What should Navelgazing Midwife call herself now?

Barbara Herrera, CPM, Navelgazing Midwife has found that her beliefs have evolved over the years to the point where she no longer feels comfortable in the natural childbirth community.

Suddenly … I notice I don’t fit in the Natural Childbirth Community (NBC) anymore. This is probably a “duh” moment for many folks, but it wasn’t until I was invited into a Natural Birth Professionals group in Facebook that I really caught up that I just don’t belong anymore.

This post is to express my dismay at the Natural Birth Advocates (NBAs) and their continued insistence on evidenced-based care and then going completely against what evidence there is! From homeopathy to acupuncture … from not acknowledging anything being too risky to deliver at home to the blasé acceptance of babies dying or being damaged in homebirths… I just can’t take it anymore.

What should Barb call herself now?

I’ll have to find a name for myself. I embrace “Medwife” now, but think there’s a place for us middle-of-the-roaders … Realistic Birth Advocates? I kind of like that. It’s taken nearly thirty years to get here, but here I am. And perhaps for the first time, I feel at peace with my place in birth.

How about PCM: patient centered midwife?

The evolution in her thought (and there is nothing wrong with that, by the way; lots of great thinkers evolve in their thinking) has occurred gradually over the years. But for me, watching from afar, it seemed to crystallize around one central insight.

All too often, [homebirth midwifery] has zero to do with what is truly safer for the baby, but is all about the midwife.

Homebirth midwifery, in my judgment, has always been about what’s good for the “midwife.” The focus of homebirth midwifery is not babies, not mothers, not even birth. It is about a group of high school birth junkies who want to attend births, but don’t want to do the hard work necessary to make them qualified for this important role.
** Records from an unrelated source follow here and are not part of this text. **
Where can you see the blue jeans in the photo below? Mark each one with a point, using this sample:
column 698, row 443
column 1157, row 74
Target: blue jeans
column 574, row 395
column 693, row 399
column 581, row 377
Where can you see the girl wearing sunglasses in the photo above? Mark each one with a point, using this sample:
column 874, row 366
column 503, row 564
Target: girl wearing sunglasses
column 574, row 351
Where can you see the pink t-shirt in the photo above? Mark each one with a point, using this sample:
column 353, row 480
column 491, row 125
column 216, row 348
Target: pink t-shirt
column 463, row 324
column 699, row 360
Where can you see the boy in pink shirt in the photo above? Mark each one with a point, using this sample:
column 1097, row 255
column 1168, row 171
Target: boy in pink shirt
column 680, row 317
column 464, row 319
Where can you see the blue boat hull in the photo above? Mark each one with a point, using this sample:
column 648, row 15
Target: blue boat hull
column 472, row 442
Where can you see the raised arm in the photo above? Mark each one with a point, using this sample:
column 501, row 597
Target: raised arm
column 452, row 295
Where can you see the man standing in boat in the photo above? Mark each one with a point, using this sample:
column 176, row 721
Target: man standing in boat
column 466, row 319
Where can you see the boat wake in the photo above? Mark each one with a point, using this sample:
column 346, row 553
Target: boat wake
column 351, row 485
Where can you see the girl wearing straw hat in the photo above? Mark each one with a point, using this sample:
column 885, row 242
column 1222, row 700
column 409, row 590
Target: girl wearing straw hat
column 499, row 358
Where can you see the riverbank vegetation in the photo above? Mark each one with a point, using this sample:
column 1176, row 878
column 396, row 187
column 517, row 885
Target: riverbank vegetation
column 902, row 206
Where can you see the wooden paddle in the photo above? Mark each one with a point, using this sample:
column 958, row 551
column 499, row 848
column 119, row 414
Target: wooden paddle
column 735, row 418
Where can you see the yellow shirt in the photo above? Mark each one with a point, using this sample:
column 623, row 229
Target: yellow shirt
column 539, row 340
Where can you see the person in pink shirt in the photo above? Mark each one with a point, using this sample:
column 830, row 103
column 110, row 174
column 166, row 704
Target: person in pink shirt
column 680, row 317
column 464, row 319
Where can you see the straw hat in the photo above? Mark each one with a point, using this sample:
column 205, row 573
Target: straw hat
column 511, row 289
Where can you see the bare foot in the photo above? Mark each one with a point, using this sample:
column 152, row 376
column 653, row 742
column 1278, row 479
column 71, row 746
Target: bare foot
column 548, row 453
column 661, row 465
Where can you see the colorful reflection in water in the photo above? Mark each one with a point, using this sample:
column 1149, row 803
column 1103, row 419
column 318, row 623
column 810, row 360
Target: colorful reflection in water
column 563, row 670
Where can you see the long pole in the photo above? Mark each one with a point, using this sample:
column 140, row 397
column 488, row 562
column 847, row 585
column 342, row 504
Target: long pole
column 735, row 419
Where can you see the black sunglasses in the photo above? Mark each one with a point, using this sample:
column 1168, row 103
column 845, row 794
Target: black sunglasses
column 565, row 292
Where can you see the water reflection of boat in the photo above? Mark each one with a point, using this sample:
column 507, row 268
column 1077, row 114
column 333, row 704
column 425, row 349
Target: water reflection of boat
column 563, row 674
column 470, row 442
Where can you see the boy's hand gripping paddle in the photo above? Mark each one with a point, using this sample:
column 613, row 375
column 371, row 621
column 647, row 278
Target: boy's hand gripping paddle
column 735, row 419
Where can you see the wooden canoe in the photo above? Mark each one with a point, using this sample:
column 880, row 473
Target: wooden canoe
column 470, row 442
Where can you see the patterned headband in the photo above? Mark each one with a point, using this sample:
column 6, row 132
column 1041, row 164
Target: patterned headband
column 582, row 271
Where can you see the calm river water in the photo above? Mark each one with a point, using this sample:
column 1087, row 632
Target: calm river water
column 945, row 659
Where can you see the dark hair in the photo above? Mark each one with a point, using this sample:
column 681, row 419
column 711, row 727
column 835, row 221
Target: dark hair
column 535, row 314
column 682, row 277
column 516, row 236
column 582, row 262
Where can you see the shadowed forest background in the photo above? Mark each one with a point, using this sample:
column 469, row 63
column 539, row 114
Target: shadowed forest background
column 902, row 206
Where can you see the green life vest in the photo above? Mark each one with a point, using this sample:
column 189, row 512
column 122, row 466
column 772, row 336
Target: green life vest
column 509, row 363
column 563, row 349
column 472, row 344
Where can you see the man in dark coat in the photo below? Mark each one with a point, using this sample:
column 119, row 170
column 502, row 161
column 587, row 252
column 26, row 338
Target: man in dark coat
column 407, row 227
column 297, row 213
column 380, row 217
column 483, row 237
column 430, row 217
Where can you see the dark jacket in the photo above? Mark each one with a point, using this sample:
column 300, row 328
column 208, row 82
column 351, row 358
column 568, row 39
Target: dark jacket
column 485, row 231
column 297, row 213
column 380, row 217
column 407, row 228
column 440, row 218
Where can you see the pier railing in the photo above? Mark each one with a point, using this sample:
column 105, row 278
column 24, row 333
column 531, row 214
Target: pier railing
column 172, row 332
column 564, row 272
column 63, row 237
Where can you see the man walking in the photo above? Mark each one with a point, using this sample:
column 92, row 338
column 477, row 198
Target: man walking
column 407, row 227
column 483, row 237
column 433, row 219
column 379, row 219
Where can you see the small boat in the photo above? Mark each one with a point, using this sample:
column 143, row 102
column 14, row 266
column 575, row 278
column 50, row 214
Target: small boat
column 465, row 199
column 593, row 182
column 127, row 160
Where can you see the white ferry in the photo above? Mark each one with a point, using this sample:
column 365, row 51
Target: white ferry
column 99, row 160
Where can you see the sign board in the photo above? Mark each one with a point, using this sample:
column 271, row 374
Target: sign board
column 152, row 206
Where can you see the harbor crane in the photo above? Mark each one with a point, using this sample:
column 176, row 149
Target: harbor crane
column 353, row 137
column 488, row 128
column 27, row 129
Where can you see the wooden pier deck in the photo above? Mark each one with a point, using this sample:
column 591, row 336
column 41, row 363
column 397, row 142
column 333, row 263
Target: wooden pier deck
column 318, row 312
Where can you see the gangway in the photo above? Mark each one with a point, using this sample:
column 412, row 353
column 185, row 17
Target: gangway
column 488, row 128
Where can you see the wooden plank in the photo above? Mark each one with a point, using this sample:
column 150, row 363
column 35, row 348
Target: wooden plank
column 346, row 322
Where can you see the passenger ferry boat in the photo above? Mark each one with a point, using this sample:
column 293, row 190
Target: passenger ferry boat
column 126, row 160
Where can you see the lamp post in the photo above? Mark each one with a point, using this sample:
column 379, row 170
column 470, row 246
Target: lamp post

Women like Ina May Gaskin, who couldn’t be bothered with getting an actual education, simply declared themselves to be midwives. The CPM credential was conjured out of thin air to increase their perceived legitimacy among an unsuspecting public. Gaskin and her colleagues have been adamant all along that the CPM credential should be awarded to anyone who can take the test and pay the fee. The credential has one and only one purpose: to provide faux legitimacy, not to ensure competence. Most women would undoubtedly be shocked to learn that the majority of CPMs have never attended ANY midwifery program at all.

The CPM is a “midwife-centered” credential.

The recommendations of CPMs are often based on what they know how to do, and have nothing to do with what is safe for babies and women.

Consider midwifery “treatments” for Group B strep. Until recently, Group B strep was the leading infection killer of babies. The bacteria itself is harmless to children and adults, and is ubiquitous. However GBS is uniquely lethal to newborns and they are extremely vulnerable if the mother is carrying GBS in her vagina. Routinely testing pregnant women for GBS and giving them antibiotics in labor has reduced the death rate from GBS by 70%, saving approximately 700 newborns each and every year.

But homebirth midwives have a problem; most of them do not know how to start an IV and cannot administer antibiotics at home even if they were able to get them from a pharmacy. Solution? Most homebirth midwives either deny that treatment is necessary, or recommend “treatments” that they can provide (but are ineffective). That’s the origin for alternative “treatments” for GBS, either washing the vagina out with soap (Hibiclens), the “high tech” alternative, or putting garlic cloves in the vagina in the weeks prior to delivery, the “low tech” alternative.

In other words, because midwives cannot administer antibiotics, the treatment backed by high quality evidence and shown to save hundreds of lives each year, they deny that the treatment is necessary or substitute “alternatives” that have never been shown to work, and whose only virtue is that midwives can buy them over the counter.

The recommendation for Hibiclens douches or garlic in the vagina is a “midwife-centered” recommendation.

Consider the ongoing debate in Oregon over midwifery licensure. No license is necessary to call yourself a midwife in Oregon and midwives like it that way. But who could possibly be harmed by a requirement to have a license to practice midwifery?

Midwifery advocates claim that a licensing requirement would deprive women of “choice,” but that’s false. Women have the right to give birth at home and they have the right to surround themselves with whomever they choose during labor and birth. A licensing requirement would not change that. The real effect of a licensing requirement is that high school graduate birth junkies could not CHARGE for attending a birth. A licensing requirement hurts untrained self-proclaimed midwives and that’s why it is opposed.

The refusal to demand licensing as a requirement for practice in Oregon is a “midwife-centered” refusal.

Navelgazing Midwife is rightfully fed up with putting midwives at the center of homebirth midwifery. She wants to put patients at the center, where they belong. That’s why I suggest that she call herself a PCM, a patient-centered midwife.